During this period, normal classes are suspended. This allows the school some time for administrative matters, the most pressing of which are promotion meetings. At promotion meetings, homeroom and subject teachers will be called upon to discuss their students' performance and to decide on which students would benefit from being required to retake the school year.

The post-exams activities period also gives teachers the chance to run extra-curricular activities and it is common for schools to schedule dramas, competitions and fetes at this time of the year.

What should I do in order to get on with my local colleagues?
Do not be surprised if some local colleagues are suspicious of you at first or feel nervous about approaching you. It is not unusual for local teachers, however good their English may be, to feel embarrassed about their English when faced with having to speak to an expatriate. Bear in mind that many local teachers may feel that as a NET you are in a privileged position both financially and in terms of the duties that you are expected to fulfill. It is important to make sure that you are perceived as a friend rather than a threat and are welcomed rather than resented. Therefore the onus is on you to break the ice.
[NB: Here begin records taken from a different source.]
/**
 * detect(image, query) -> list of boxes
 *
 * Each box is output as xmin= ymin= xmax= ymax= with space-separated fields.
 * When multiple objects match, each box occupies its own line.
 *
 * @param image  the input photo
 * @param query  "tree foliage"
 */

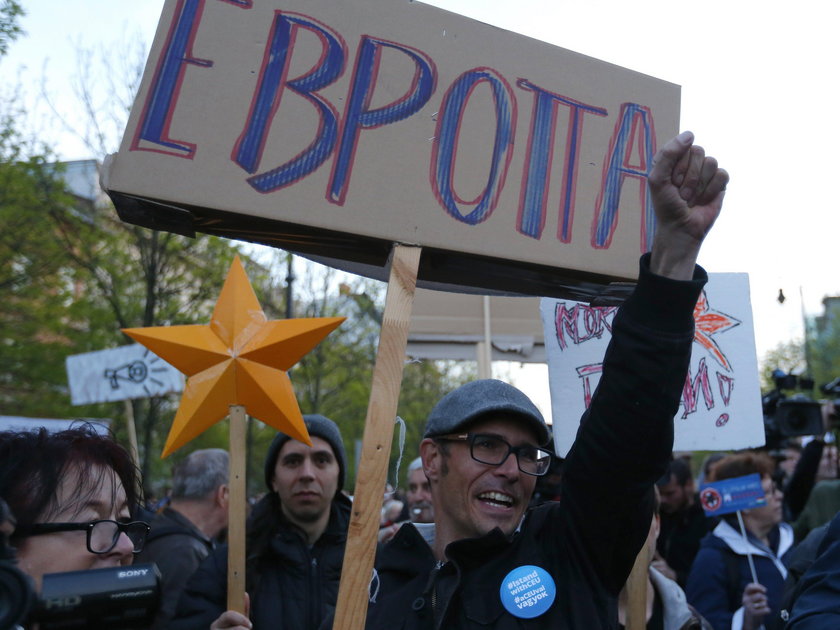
xmin=760 ymin=340 xmax=806 ymax=392
xmin=0 ymin=0 xmax=23 ymax=57
xmin=809 ymin=309 xmax=840 ymax=396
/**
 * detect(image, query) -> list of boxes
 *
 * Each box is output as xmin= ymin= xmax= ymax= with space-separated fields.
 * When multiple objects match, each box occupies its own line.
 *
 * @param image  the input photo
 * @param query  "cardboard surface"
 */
xmin=541 ymin=273 xmax=765 ymax=456
xmin=105 ymin=0 xmax=679 ymax=299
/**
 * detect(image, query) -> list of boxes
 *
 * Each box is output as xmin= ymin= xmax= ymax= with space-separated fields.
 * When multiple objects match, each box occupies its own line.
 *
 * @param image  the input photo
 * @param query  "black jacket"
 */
xmin=172 ymin=493 xmax=351 ymax=629
xmin=134 ymin=506 xmax=216 ymax=630
xmin=366 ymin=254 xmax=707 ymax=630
There are several ways that you can do this. Teachers in Hong Kong seem to greatly enjoy sharing snacks with each other, and going around your immediate neighbors in the staff room in order to offer them biscuits, chocolates and so forth is a good way of befriending them. You might also consider asking people where they recommend that you should go for lunch as this will increase your chances of getting a lunch invitation.
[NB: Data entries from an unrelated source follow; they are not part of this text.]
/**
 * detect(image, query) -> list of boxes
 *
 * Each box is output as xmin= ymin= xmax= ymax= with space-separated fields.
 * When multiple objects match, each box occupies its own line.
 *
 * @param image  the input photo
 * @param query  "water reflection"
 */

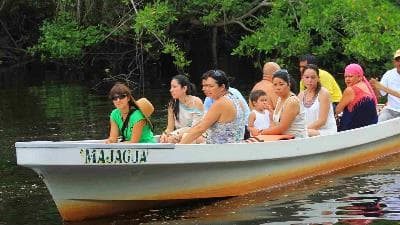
xmin=1 ymin=83 xmax=400 ymax=225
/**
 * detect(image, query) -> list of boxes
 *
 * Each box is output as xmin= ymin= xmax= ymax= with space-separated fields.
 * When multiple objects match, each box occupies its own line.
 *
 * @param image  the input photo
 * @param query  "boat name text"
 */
xmin=80 ymin=148 xmax=148 ymax=164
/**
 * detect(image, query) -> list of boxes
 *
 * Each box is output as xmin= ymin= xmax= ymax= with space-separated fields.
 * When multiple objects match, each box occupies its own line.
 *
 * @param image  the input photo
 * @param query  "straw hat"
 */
xmin=394 ymin=49 xmax=400 ymax=59
xmin=133 ymin=98 xmax=154 ymax=129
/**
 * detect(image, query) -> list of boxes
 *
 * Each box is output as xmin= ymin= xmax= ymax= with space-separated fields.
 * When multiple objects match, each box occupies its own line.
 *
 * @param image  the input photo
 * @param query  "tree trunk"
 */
xmin=211 ymin=26 xmax=218 ymax=69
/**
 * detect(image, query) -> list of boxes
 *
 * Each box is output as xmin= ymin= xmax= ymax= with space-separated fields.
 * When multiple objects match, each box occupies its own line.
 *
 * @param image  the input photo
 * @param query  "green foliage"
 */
xmin=163 ymin=40 xmax=192 ymax=70
xmin=342 ymin=0 xmax=400 ymax=61
xmin=133 ymin=1 xmax=190 ymax=72
xmin=133 ymin=1 xmax=191 ymax=71
xmin=133 ymin=1 xmax=177 ymax=37
xmin=234 ymin=0 xmax=400 ymax=74
xmin=130 ymin=0 xmax=267 ymax=72
xmin=29 ymin=12 xmax=106 ymax=60
xmin=25 ymin=0 xmax=400 ymax=77
xmin=200 ymin=10 xmax=220 ymax=25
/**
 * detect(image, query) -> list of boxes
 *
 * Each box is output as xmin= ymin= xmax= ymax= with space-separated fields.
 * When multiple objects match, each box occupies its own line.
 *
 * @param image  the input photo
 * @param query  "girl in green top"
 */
xmin=105 ymin=83 xmax=155 ymax=143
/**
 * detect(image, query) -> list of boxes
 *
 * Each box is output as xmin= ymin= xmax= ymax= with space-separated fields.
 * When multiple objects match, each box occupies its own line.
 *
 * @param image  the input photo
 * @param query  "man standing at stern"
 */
xmin=374 ymin=49 xmax=400 ymax=122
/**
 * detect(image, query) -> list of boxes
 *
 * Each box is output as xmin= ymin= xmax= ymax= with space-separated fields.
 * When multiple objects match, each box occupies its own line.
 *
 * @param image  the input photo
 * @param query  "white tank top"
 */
xmin=273 ymin=95 xmax=307 ymax=138
xmin=252 ymin=109 xmax=270 ymax=130
xmin=303 ymin=93 xmax=337 ymax=135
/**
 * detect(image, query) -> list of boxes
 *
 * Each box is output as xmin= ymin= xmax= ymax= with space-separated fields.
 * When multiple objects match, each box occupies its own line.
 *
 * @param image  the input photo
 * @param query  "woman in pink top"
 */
xmin=335 ymin=64 xmax=378 ymax=131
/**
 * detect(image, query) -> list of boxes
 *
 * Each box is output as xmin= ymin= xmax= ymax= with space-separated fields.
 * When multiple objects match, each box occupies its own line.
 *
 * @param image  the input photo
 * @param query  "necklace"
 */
xmin=303 ymin=89 xmax=317 ymax=108
xmin=180 ymin=95 xmax=192 ymax=106
xmin=120 ymin=109 xmax=130 ymax=121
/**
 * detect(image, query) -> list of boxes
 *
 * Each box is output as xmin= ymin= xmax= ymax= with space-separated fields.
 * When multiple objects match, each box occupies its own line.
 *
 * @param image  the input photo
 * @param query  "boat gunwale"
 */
xmin=15 ymin=118 xmax=400 ymax=166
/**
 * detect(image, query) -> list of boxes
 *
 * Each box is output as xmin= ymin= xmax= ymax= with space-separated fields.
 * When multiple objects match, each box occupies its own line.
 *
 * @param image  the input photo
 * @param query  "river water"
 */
xmin=1 ymin=83 xmax=400 ymax=225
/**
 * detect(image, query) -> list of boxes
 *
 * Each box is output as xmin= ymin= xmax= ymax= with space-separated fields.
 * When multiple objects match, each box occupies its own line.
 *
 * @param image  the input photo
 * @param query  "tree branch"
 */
xmin=288 ymin=0 xmax=300 ymax=29
xmin=232 ymin=20 xmax=255 ymax=32
xmin=0 ymin=19 xmax=18 ymax=48
xmin=101 ymin=11 xmax=135 ymax=42
xmin=0 ymin=0 xmax=5 ymax=12
xmin=235 ymin=0 xmax=273 ymax=22
xmin=215 ymin=0 xmax=273 ymax=27
xmin=129 ymin=0 xmax=165 ymax=46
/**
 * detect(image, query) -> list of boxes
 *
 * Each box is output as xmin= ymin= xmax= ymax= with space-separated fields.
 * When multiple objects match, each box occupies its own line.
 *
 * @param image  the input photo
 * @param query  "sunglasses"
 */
xmin=111 ymin=94 xmax=127 ymax=101
xmin=212 ymin=70 xmax=223 ymax=76
xmin=273 ymin=69 xmax=289 ymax=76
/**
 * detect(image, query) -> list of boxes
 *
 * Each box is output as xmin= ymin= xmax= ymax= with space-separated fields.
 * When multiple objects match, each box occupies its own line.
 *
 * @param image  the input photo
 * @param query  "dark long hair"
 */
xmin=168 ymin=75 xmax=196 ymax=121
xmin=109 ymin=82 xmax=138 ymax=141
xmin=303 ymin=64 xmax=322 ymax=94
However much you may find the way in which your school is run frustrating, it is probably wisest to avoid voicing your criticisms on sensitive matters. The Chinese resent it intensely if anyone makes them lose face, and although people may put on a show of not being offended by your criticisms, if you have hurt their feelings you can be sure that they will bear a grudge against you for a long time. By all means make constructive suggestions for how things could be done better and by all means put forward your new ideas, but don't assume that you can make things change overnight; otherwise your colleagues will think that you are arrogant and will probably ignore you.

Try to make your local colleagues feel that you appreciate them by asking them for advice about students and about the local culture. Try to encourage them to share their teaching ideas and lesson plans with you; if you do this first there will be a much greater chance of them being open to your suggestions. Find opportunities to praise and encourage your colleagues whenever possible.